Online Backup Software - Data Security and Encryption

The Online Backup software which is used by Databarracks in the provision of its online backup service has been developed over 20 years. Online Backup Software is trusted by some of the largest companies in the world to protect their data and keep it secure. Security of data is paramount and data is encrypted within its own environment, it is never transmitted or stored in an unencrypted format.

Below are some of the encryption features of the software:

• Choice of DES or AES encryption
• Choice of encryption bit length 128/192/256
• Encryption of data 'in-flight'
• Encryption of data 'at-rest'
• Encryption Keys are only ever known to the client
• Encryption Keys are never escrowed at data centres

A small selection of the companies that use the software:

• Department of Trade and Industry (DTI)
• National Health Service (NHS)
• Porsche
• Invesco
• US Airforce
• Coca-Cola

A small selection of Databarracks customers who use the software:

• Legal and General Investment Management
• Save the Children
• Live Nation
• Aegis Defence Systems
• London Oncology Clinic
• Moorcrofts LLP
• Dixons Group PLC

Extract Below Taken From a White Paper Written by The Enterprise Strategy Group, Inc.

Data encryption

To prevent a "man-in-the-middle" from intercepting confidential traffic, all client/server data communications is encrypted using standard encryption algorithms like AES 128, AES 192, or AES 256. What's more, all encryption/de-encryption operations are done solely by the DS-Client. This masks the actual data content from the server provider assuaging the risk of an insider attack by a rogue employee. Even within a remote facility on a trusted LAN segment Online Backup Software will use existing native protocols to retrieve the data (e.g. SSH communication to Unix Servers, Oracle & DB2 native DB APIs)

Password protection

All backup servers need to have sufficient credentials access to each node in order to kick off a backup job. If these passwords are somehow compromised, an attacker could gain access to critical machines and data. Online Backup Software recognizes and protects against this threat by encrypting access passwords using AES 128 in its database while the DS-Client encryption keys are stored in encrypted format in the registry. The DS-Client access is done via the existing O/S security and the DSClient will not maintain its own login credentials and will forward login requests to the underlying O/S.

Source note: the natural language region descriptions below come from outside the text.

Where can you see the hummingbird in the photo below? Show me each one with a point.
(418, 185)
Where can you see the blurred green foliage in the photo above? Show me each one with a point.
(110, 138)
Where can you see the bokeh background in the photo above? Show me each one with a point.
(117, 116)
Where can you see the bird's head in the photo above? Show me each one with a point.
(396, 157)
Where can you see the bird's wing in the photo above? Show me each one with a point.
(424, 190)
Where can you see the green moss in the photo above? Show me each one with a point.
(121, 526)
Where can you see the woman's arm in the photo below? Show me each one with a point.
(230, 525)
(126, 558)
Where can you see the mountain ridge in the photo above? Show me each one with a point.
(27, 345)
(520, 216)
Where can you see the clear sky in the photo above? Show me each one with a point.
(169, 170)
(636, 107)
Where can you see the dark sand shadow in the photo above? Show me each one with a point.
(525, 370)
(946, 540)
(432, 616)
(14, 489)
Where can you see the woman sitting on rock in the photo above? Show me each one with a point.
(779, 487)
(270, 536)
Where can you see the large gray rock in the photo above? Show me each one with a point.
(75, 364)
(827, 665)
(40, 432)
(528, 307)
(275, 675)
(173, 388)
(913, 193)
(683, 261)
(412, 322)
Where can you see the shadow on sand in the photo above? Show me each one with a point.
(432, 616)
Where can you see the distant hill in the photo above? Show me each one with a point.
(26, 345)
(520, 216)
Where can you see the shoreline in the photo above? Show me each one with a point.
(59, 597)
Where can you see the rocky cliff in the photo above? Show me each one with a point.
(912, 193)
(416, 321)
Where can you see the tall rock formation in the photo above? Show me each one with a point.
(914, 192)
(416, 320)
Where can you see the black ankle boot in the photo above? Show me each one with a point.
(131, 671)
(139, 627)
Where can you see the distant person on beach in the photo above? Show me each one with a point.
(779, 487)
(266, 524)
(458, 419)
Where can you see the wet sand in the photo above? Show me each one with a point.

Client and system side logging

What happens if a legitimate administrator makes system changes in order to set up an insider attack? While this "worst case" scenario is hard to prevent, Online Backup Software provides detailed logging on the DS-Client and DS-Server that captures any configuration or database changes while monitoring events like a string of failed logins. This information can act as an alert of suspicious activity or a paper trail of clues for forensic investigations.

Perimeter security

Even with these security features built in, Online Backup Software still recommends that customers deploy a perimeter firewall to further protect DS-Client and the DS-System. As always, a properly configured firewall can allay the risk of an outsider doing an IP or port scan to discover the DS-Client or access it remotely.

Online Backup Software's backup software is unique in some ways because it is based on agentless access to backup clients over standard protocols like RPC, SSH, CIFS & various native database API protocols (Oracle, DB2, MS SQL Server etc.). Doesn't this type of standards-based open communications increase risk? ESG does not believe so. Since most organizations monitor their internal networks, LAN-based communication is unencrypted so Online Backup Software simply sends traffic over a standard protocol rather than a typical backup vendor's proprietary protocol. No increased risk here. Online Backup Software also can address internal threats with its support of SSH for critical UNIX, Oracle, or DB/2 data. Once data is aggregated at Online Backup Software's DS-Client, all client/server communication is transmitted and stored in an encrypted format as well.

In truth, Online Backup Software's architecture does not introduce incremental risk. On the contrary, an agentless backup software actually reduces vulnerabilities, risks, and threats associated with remote backup through the use of SSH, encrypted password storage, and encrypted client/server traffic.

Jon Oltsik 2006

The Enterprise Strategy Group

Autonomous Self Healing is a process which runs on Databarracks systems to ensure that the data that is sent to us is not corrupt. As data is encrypted on your systems using your unique encryption key before it is transmitted, a unique digital file signature is created. This file signature is re-created on our systems as data is received by us and a check sum is carried out to ensure that these digital signatures match exactly. If there is any difference between these two unique signatures then the system will re-send the data. This ensures that all data that is received onto our storage systems is the same as the data that is sent.

This process works alongside data validation to ensure all data stored is free from corruption.

Data validation is a process which can be scheduled by the user in the same way as a backup can be scheduled. Data validation sends your encryption keys to the storage platform and opens the file that has been sent to us to check the contents of that file and compare them against the original stored on your system. Data validation can be performed periodically as an extra security measure to ensure that all data stored on our storage systems is the same as the data stored on your network.

While the encryption keys are sent to Databarracks, they are never visible to Databarracks or stored on Databarracks systems.

Data validation works alongside Autonomous Self Healing to ensure the validity of your data.